De très nombreux personnages vont s’affronter sur la scène de La ville est un échiquier. La « lutte entre les Nationaux et les Citoyens, entre les gens du pays et les gens naturalisés, entre Vados et Diaz », son principal ministre se fait de plus en plus intense au fur et à mesure que Hakluyt concrétise son projet. Car il a bien l’intention de faire le travail pour lequel il a été engagé puis de quitter le pays, comme il le fait toujours. Mais ce détachement qui confine à l’indifférence va être entamé par la prise de conscience progressive d’être manipulé. Les passions s’exacerbant, il devient de plus en plus difficile de ne pas prendre parti. Et si Aguazul subissait plus qu’un gouvernement autoritaire éclairé ? Et si les échecs, sport national, était plus qu’une passion commune à tous les habitants ?

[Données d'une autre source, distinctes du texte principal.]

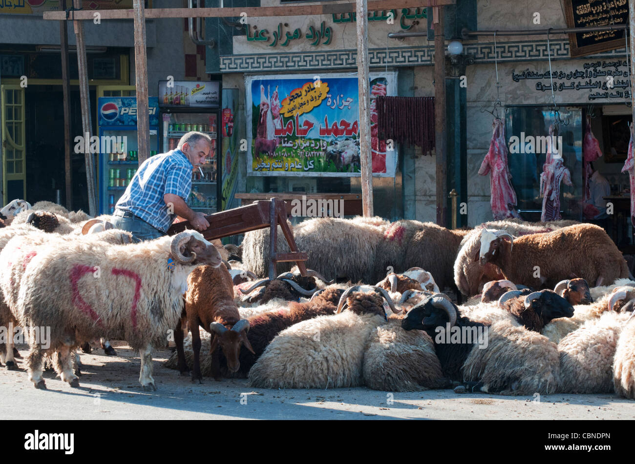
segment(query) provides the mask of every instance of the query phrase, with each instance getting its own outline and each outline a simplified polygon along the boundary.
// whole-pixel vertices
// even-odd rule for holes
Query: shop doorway
[[[25,192],[33,203],[56,202],[66,204],[64,165],[64,94],[60,86],[30,86],[25,89]],[[86,167],[83,153],[76,153],[74,139],[83,132],[79,91],[70,91],[70,147],[72,209],[88,211]],[[94,115],[95,93],[90,92]],[[93,116],[94,120],[94,116]],[[95,133],[95,121],[93,121]],[[11,200],[12,198],[9,198]]]

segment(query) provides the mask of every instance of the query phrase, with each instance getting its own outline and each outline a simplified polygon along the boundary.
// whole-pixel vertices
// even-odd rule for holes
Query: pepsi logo
[[[114,121],[119,116],[119,107],[112,102],[104,103],[101,109],[102,117],[107,121]]]

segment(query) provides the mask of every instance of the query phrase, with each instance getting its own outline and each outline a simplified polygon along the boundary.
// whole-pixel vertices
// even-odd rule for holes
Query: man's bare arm
[[[210,223],[205,219],[205,215],[202,212],[192,210],[187,206],[185,200],[178,195],[173,193],[166,193],[163,195],[163,201],[168,205],[171,203],[174,212],[181,217],[185,217],[189,221],[190,224],[194,228],[198,230],[205,230],[210,226]]]

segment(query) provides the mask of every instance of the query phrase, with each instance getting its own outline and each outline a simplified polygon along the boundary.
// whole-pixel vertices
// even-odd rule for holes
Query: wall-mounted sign
[[[371,74],[373,175],[393,177],[397,151],[377,134],[375,99],[394,95],[396,73]],[[250,176],[360,176],[357,77],[347,74],[248,76],[247,171]]]
[[[568,27],[628,24],[628,0],[565,0]],[[625,45],[625,31],[604,30],[569,34],[572,56],[582,56]]]
[[[220,82],[217,81],[159,81],[161,108],[218,108]]]
[[[24,75],[23,55],[0,55],[0,76],[22,75]]]
[[[69,0],[68,4],[72,2]],[[83,0],[81,9],[131,10],[133,0]],[[145,8],[152,7],[152,0],[145,0]],[[0,0],[0,14],[39,15],[44,11],[57,11],[61,9],[59,0]]]

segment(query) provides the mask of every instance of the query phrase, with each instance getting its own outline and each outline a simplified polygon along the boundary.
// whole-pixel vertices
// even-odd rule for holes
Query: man
[[[198,230],[207,229],[205,216],[192,211],[186,200],[192,190],[192,172],[211,150],[208,136],[189,132],[176,150],[144,161],[115,206],[113,225],[132,233],[139,242],[165,235],[177,214]]]
[[[592,204],[597,209],[598,212],[596,213],[592,209],[587,210],[585,208],[585,216],[589,219],[601,219],[607,217],[606,214],[606,200],[604,199],[604,197],[611,195],[611,186],[606,178],[601,174],[599,171],[595,170],[593,167],[593,163],[589,163],[589,165],[593,174],[589,178],[589,190],[591,196],[587,202]],[[596,214],[594,214],[594,213]]]

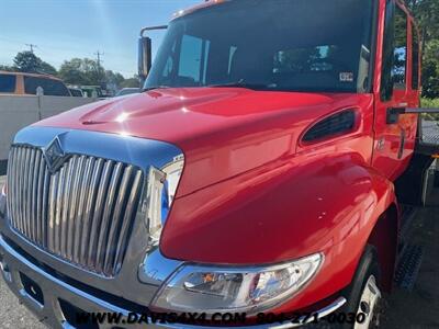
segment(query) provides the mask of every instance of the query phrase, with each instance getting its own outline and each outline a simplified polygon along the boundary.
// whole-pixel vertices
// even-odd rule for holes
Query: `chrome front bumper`
[[[67,300],[75,307],[87,313],[117,313],[128,316],[130,311],[102,300],[87,292],[83,292],[42,270],[40,266],[24,258],[12,246],[10,246],[2,236],[0,236],[1,272],[10,290],[30,308],[38,319],[43,320],[52,328],[75,328],[69,324],[63,311],[60,300]],[[31,279],[42,291],[44,303],[37,302],[23,284],[23,274]],[[333,304],[317,311],[319,318],[323,318],[339,309],[346,299],[338,298]],[[115,328],[115,325],[100,325],[99,328]],[[252,326],[248,328],[294,328],[296,324],[284,324],[274,326]],[[123,328],[116,326],[117,328]],[[130,325],[128,328],[140,326]],[[143,325],[143,328],[146,326]],[[202,328],[201,326],[185,325],[147,325],[147,328]]]

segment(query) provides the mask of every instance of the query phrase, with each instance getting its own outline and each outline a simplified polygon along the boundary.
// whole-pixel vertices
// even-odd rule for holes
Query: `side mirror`
[[[145,81],[151,68],[151,49],[150,37],[142,36],[138,39],[138,77],[140,82]]]

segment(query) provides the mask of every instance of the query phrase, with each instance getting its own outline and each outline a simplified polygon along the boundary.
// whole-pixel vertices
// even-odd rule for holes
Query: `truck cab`
[[[207,1],[144,29],[142,93],[15,136],[8,285],[59,328],[376,327],[437,151],[419,44],[395,0]]]

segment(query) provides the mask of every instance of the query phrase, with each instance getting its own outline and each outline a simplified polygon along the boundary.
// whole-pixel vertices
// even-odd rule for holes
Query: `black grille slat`
[[[13,146],[9,163],[11,226],[60,259],[114,276],[140,201],[142,170],[72,155],[49,173],[42,150],[29,146]]]

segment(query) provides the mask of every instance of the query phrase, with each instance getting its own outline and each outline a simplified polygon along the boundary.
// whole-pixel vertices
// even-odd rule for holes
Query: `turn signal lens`
[[[291,298],[323,262],[316,253],[267,268],[183,265],[164,284],[153,305],[170,311],[256,314]]]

John Brunner met en lumière les manœuvres politiques, la corruption d’Etat. Et si les habitants de Ciudad de Vados ont l’air si satisfaits de leur sort c’est qu’ils ne sont plus que des pions. Vados n’apparait comme rien d’autre qu’un « dictateur arrogant qui gouverne un peuple en état d’hypnose », manipulé entre autres par des images subliminales diffusées à la télévision. Hakluyt, naïf au départ, apprend tout ça mais ne se scandalise pas. Il s’emploie à ne pas se sentir concerné, à rester en dehors de débats dont il va pourtant bientôt être le centre. Le personnage, bien que narrateur, en devient antipathique, son absence d’engagement confinant bientôt à la lâcheté.

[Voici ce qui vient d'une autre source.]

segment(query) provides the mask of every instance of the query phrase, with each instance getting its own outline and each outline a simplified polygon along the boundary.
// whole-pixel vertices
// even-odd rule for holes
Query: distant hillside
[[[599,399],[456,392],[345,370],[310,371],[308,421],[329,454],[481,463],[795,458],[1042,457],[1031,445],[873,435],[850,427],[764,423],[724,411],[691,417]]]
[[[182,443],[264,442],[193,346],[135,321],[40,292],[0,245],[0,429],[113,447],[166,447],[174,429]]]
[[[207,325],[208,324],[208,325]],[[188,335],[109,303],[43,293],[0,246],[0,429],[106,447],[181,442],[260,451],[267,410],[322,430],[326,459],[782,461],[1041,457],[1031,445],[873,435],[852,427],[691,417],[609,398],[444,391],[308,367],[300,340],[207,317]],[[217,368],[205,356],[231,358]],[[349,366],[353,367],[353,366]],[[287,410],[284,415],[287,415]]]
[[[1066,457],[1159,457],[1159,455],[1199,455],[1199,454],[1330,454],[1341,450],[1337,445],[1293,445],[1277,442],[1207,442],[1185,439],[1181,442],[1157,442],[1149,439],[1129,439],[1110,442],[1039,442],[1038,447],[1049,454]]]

John Brunner écrit La ville est un échiquier en 1960. Dans une postface, il explique que son intrigue s’appuie sur une véritable partie d’échecs jouée en 1892 à La Havane. Je ne suis pas joueuse et n’ai pas su apprécier les implications du jeu dans la fiction. Ce qui a beaucoup plus retenu mon attention, c’est le thème de la ville du futur. John Brunner souligne les erreurs manifestes qui vont entrainer l’échec du projet utopiste de ville idéale : la ville se débarrassent des autochtones et pillent leurs richesses ; elle repose sur la distinction sociale ; elle se construit en fonction de l’humain et non du milieu ; elle se coupe du reste du pays ; elle est artificielle, tant dans sa conception que dans son développement…

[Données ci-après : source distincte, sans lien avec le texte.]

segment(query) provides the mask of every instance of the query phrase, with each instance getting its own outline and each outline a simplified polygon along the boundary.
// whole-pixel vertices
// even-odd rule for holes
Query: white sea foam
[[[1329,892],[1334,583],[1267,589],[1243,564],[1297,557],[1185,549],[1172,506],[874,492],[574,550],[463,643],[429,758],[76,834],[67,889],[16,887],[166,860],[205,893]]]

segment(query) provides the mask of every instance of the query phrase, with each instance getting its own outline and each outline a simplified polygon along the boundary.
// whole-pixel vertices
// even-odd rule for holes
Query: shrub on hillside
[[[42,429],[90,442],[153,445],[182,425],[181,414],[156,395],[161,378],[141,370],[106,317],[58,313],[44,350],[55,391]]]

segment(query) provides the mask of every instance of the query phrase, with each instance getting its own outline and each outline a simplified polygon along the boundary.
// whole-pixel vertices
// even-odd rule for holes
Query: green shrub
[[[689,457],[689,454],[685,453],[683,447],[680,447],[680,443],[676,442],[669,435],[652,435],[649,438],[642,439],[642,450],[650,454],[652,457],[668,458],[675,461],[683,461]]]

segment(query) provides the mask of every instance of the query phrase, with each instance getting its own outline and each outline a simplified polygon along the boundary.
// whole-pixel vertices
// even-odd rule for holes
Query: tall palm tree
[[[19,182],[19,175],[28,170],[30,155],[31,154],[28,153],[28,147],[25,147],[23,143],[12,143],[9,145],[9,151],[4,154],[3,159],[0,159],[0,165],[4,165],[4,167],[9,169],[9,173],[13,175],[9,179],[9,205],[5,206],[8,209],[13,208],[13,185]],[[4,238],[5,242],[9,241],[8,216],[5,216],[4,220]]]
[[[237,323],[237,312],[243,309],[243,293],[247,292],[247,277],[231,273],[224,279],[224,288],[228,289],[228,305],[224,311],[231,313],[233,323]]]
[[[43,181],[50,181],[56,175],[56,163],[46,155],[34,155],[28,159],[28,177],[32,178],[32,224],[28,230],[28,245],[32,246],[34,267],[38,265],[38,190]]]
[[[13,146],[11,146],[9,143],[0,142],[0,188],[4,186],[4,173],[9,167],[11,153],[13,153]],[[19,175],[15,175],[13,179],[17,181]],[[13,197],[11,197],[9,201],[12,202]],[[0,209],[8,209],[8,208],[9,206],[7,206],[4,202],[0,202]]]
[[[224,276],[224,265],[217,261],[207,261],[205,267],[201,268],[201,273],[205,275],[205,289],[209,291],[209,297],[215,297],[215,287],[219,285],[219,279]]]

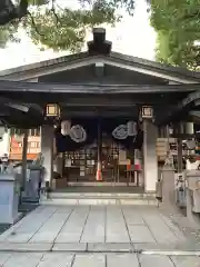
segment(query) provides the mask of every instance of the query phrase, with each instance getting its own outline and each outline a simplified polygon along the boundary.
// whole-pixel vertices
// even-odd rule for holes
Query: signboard
[[[22,139],[21,139],[22,140]],[[30,136],[28,138],[28,150],[27,150],[27,159],[32,160],[36,159],[37,155],[41,151],[41,138],[40,136]],[[10,160],[22,160],[22,149],[23,144],[13,137],[10,138]]]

Les projets de villes du futur ne manquent pas. En Corée, dans les Emirats arabes unis, en Inde : partout des villes hyper technologiques sortent de terre. Aussi factices que Ciudad de Vados, aussi hostiles à l’autochtone, aussi peu soucieuses de s’harmoniser au milieu. Des ghettos pour riches qui s’entourent de hauts murs. A Migaa, près de Nairobi au Kenya, la ville nouvelle et fermée haut de gamme compte « un hôpital privé, un centre de conférences, des centres commerciaux et un parcours de golf de 80 hectares »*. Mais fort malheureusement, les populations quittent leur campagne pour venir s’entasser dans les bidonvilles alentour. Elles cherchent du travail mais on n’a rien prévu pour elles… Combien de temps supporteront-elles de ne pas profiter du gâteau que d’autres dévorent sous leurs yeux affamés ?
La ville est un échiquier a été écrit il y a plus de cinquante ans, mais malheureusement, aucun des concepteurs actuels de villes « modernes et intelligentes » ne sait lire…
*renseignements et citations sur Migaa sont tirés d’un article de Courrier international n°1213 (30 janvier-5 février 2014) intitulé : « Bienvenue dans les villes du futur ».
La ville est un échiquier (The Squares of the City, 1965), John Brunner traduit de l’anglais par René Baldy, Le Livre de poche, 1977, 446 pages, épuisé dans cette édition
Aujourd’hui les centres urbains se vident et cela provoque des temps de transport dans les zones périphériques qui sont loin d’être analysés intelligemment.